Evening Epiphany & Morning Gratitude

Last night, M and I chatted for an hour and decided to pursue a "closed friendship." Unsure about the expectations involved with all this. I like the discomfort, but I must remember to say no or push for what I truly desire if it's not this. Can't be stuck, H.

Yesterday, I also received a message from G saying that when I'm ready, be it days or months or years, I can reach out to him. He may not be single then, but we can still be friends. 

This is one of those life direction periods of my life. What I decide to do during this time will decide the future and define me. Hildy's right. M has brought my closer to who I am, but he's also erased all of the beautiful things about me that I gained from G. 

G also said that a relationship cannot work if both parties are not in 100%. The severity of the truth is haunting me. I can't be with M 100% because my heart belongs to G. But I can't be with G because my spirit is with M. 

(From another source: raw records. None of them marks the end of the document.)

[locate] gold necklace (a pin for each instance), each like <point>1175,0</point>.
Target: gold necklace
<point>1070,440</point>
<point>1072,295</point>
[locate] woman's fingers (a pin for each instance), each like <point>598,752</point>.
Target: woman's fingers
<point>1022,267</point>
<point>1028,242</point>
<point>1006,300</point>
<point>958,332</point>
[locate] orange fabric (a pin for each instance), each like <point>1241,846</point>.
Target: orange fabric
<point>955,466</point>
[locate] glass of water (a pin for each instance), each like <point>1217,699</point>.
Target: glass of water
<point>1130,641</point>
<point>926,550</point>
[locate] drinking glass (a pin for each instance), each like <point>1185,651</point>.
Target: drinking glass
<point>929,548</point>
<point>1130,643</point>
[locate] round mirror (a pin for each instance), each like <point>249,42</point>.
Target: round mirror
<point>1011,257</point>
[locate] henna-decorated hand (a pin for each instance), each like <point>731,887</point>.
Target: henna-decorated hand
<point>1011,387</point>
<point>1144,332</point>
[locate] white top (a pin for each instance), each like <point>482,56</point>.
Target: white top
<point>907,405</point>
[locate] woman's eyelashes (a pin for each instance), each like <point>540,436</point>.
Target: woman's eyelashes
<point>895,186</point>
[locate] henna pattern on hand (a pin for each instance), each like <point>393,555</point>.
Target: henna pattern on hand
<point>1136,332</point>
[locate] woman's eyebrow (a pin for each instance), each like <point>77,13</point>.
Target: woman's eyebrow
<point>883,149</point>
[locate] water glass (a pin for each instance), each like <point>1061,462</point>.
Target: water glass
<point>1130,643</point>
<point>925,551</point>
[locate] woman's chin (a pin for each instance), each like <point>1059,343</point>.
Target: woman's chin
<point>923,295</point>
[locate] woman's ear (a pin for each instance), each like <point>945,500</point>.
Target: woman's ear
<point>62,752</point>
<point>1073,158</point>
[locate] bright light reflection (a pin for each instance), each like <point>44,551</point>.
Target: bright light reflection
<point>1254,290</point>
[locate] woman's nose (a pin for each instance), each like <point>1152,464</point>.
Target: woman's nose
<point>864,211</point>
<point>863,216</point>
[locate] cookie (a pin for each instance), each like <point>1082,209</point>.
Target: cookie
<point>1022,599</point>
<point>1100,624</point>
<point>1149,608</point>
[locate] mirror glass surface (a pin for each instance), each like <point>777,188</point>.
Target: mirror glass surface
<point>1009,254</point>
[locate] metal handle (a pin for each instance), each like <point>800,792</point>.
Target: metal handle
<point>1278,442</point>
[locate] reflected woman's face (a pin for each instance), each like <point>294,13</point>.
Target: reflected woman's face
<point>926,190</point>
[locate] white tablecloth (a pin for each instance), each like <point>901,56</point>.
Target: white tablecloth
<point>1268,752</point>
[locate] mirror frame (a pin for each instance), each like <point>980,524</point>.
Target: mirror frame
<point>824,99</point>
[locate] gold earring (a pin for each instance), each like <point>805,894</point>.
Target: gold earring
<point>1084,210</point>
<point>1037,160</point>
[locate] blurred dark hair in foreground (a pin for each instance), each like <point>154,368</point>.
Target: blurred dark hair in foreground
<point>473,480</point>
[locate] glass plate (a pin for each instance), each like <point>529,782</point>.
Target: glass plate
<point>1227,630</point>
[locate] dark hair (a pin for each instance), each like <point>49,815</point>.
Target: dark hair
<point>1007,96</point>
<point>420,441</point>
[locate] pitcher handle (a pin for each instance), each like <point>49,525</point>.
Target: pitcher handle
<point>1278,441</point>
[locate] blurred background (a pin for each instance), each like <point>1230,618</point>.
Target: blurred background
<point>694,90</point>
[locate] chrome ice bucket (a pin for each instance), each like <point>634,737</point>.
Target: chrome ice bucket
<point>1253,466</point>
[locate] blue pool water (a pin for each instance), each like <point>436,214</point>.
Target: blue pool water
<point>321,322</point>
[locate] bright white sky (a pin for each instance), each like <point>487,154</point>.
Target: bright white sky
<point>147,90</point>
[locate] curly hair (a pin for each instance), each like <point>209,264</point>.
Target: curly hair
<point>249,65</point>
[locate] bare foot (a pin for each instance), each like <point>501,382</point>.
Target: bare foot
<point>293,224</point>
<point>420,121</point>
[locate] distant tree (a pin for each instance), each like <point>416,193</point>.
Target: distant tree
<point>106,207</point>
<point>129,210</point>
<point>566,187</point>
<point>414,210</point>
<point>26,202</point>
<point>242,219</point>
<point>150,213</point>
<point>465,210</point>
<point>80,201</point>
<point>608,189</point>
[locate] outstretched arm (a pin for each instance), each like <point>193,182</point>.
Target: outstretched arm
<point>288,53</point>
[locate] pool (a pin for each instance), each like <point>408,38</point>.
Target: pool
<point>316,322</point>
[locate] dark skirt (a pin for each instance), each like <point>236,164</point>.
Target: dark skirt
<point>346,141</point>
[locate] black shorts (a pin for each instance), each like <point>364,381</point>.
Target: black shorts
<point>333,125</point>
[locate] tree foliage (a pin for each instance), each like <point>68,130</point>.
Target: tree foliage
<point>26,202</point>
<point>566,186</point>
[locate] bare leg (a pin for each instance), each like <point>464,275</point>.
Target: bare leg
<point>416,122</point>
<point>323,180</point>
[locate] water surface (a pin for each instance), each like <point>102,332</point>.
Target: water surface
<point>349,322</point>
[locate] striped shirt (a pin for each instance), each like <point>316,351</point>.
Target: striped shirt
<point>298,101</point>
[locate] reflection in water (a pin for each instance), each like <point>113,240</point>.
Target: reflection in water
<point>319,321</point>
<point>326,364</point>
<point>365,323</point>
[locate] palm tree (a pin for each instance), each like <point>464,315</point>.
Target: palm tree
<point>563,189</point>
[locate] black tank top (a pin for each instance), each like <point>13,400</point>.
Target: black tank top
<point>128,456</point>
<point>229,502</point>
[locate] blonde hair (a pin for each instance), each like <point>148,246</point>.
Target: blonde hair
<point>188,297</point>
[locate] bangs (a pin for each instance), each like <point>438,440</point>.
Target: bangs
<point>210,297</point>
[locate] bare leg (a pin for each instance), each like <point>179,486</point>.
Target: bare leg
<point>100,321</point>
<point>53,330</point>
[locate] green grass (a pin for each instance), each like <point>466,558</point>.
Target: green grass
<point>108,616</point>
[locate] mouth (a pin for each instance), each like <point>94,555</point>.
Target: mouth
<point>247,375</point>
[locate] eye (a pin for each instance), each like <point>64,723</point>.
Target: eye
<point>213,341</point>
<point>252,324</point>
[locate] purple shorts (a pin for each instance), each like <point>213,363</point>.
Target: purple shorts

M is bringing me closer and closer to my true calling, and I know if I don't explore this energy I will spend the rest of my life wondering what I could have created. I've battled for so long, you must believe me. But I had to choose M for a few reasons. 1. I've been so hurt from G that I'm not ready to forgive 2. I'm not ready for the commitment that G is ready for. 3. M holds a secret to my future and I must honor that energy. 4. I'm becoming more of myself and that's terrifying but monumental. 5. M reminds me of the brother figure I always wanted. 6. M and I have more aligned paths at the moment. 6. G doesn't have the spiritual and mental depth and capacity that M has. 7. But M doesn't have the compassion and gentleness and stability that G has. 

I just feel that M is so far ahead of G in career and soul journey. His intensity is something I need in my life and I need to do what's best for me. The ugly and evil parts of me, M has opened. I don't know if I will like who I am, but I must give her a chance and stop fearing her. 

Otherwise, even if I am with G, I will always wonder about her, fear her, tip toe around her. Is it strange that I'm excited to share this whole experience with G? He's my life partner and we can't go through life together always, but my soul is connected to his. 

This morning, M texted me that I made number one on his gratitude list for 2018. All I could feel was guilt because this morning, I woke up and thanked the sun, then thanked the world for keeping Hildy, Mom, Dad, G, and Yvonne safe. 

I love you, whoever you are when you read this. I hope I'm doing the right things and making the right decisions because I really want to like you too. But whoever you are when you read this again, I love you. Please do things that I will respect. Please be honorable.